J. C. Compton Co. v. DeGraff

ROBERTS, J.

The first issue in this appeal from the Workers’ Compensation Board is whether claimant’s injury is compensable as an aggravation, as the referee found, or as a new injury, as the Board found. The resolution of that question determines which of two insurers, SAIF or Employers’ Mutual of Wausau ("Wausau”), is the responsible carrier.

Claimant first injured his back in 1975 and as a result underwent a lumbar laminectomy. His claim was closed in 1976 with an unscheduled disability award of 10 percent for injury to his low back. In 1976 he was awarded an additional 10 percent by stipulation. The following additional facts are taken from the referee’s opinion.

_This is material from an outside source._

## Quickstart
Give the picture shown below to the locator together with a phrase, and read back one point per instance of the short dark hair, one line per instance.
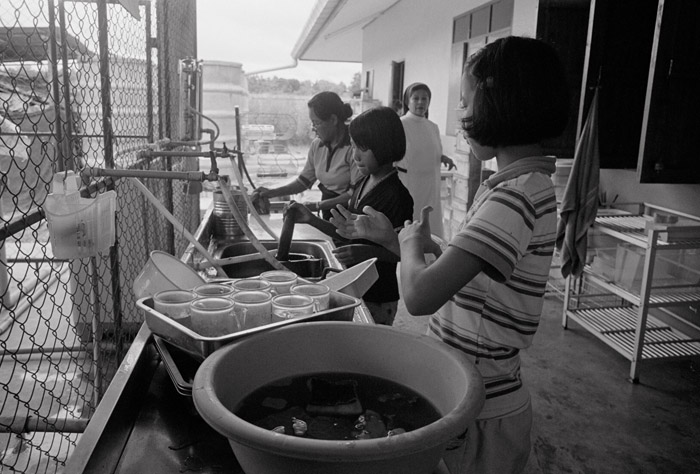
(327, 103)
(379, 129)
(520, 93)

"The claimant returned to work in June of 1976 for J. C. Compton Co. working continuously for that employer until August 4,1978. During this period, the claimant was doing general road construction work which included the operation of various types of road building related machinery, trucks and equipment. This type of work is generally considered as moderate to severe physical labor.
"Between June of 1976 and July of 1978, the claimant did not receive any medical treatment, did not take any medication, to speak of, for pain in,his back and worked without any significant loss of time due to his 1975 back injury and resulting operation.
"Some time in the beginning of July of 1978, claimant was required, as part of his job with J. C. Compton Co., to shovel asphalt out of the back of a truck having to lift it over the side of the truck at approximately shoulder height. During this event, claimant noted more significant pain in his lower back and left hip but continued working for that employer until August 4, 1978.”

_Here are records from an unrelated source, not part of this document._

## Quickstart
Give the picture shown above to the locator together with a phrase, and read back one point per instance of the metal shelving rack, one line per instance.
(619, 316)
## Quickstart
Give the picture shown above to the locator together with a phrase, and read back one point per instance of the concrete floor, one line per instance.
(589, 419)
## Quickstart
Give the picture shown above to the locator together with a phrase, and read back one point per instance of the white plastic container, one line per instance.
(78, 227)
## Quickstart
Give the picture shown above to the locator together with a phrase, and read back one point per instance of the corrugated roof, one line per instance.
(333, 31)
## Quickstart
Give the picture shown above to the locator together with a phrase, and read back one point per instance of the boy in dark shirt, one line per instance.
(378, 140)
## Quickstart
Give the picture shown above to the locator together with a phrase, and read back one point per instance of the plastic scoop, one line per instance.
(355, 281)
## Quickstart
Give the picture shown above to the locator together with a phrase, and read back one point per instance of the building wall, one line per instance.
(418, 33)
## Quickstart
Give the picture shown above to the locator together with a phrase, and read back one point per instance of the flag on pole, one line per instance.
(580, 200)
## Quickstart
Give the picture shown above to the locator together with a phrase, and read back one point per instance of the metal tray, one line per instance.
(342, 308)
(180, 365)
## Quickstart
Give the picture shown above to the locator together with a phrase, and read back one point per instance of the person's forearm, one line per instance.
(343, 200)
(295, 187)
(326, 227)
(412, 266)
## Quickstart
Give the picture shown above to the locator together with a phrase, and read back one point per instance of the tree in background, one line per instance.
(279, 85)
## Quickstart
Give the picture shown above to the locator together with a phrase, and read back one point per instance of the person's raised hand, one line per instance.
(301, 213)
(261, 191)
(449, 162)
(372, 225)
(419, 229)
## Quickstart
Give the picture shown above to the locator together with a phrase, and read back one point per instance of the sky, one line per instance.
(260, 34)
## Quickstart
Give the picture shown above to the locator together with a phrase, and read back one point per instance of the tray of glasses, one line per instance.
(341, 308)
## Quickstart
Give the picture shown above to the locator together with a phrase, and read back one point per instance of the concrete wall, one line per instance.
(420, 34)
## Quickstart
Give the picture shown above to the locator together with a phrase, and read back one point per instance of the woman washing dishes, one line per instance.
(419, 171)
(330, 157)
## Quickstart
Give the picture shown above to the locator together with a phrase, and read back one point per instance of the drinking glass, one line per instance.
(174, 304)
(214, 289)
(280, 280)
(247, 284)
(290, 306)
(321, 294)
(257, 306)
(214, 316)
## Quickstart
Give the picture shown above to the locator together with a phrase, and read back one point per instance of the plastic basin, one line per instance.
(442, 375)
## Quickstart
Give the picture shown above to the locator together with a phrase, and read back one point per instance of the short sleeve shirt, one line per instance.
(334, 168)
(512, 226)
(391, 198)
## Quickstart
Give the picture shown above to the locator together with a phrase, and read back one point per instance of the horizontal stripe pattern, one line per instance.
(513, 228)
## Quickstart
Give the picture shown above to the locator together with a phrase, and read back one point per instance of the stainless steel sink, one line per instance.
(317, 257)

Whether claimant suffered an aggravation or new injury is determined by the medical evidence, but medical evidence ofttimes is in terms susceptible of either interpretation, at least to the parties involved. That is the case here.

There were four doctors involved in the examination, evaluation and treatment of claimant. However, only Dr. Coletti, an orthopedic surgeon who examined claimant for the purpose of evaluation, expressed clearly that in his *320opinion "this is [claimant’s] second injury, unrelated to the first, for its symptoms and location are completely different and the patient had a two year period in which he had no medical care for the previous problem.” The statements of Dr. Fax, Dr. McKillop and Dr. Pasquesi are susceptible of either interpretation, and each party relies on certain parts of the doctors’ statements as support for their respective positions.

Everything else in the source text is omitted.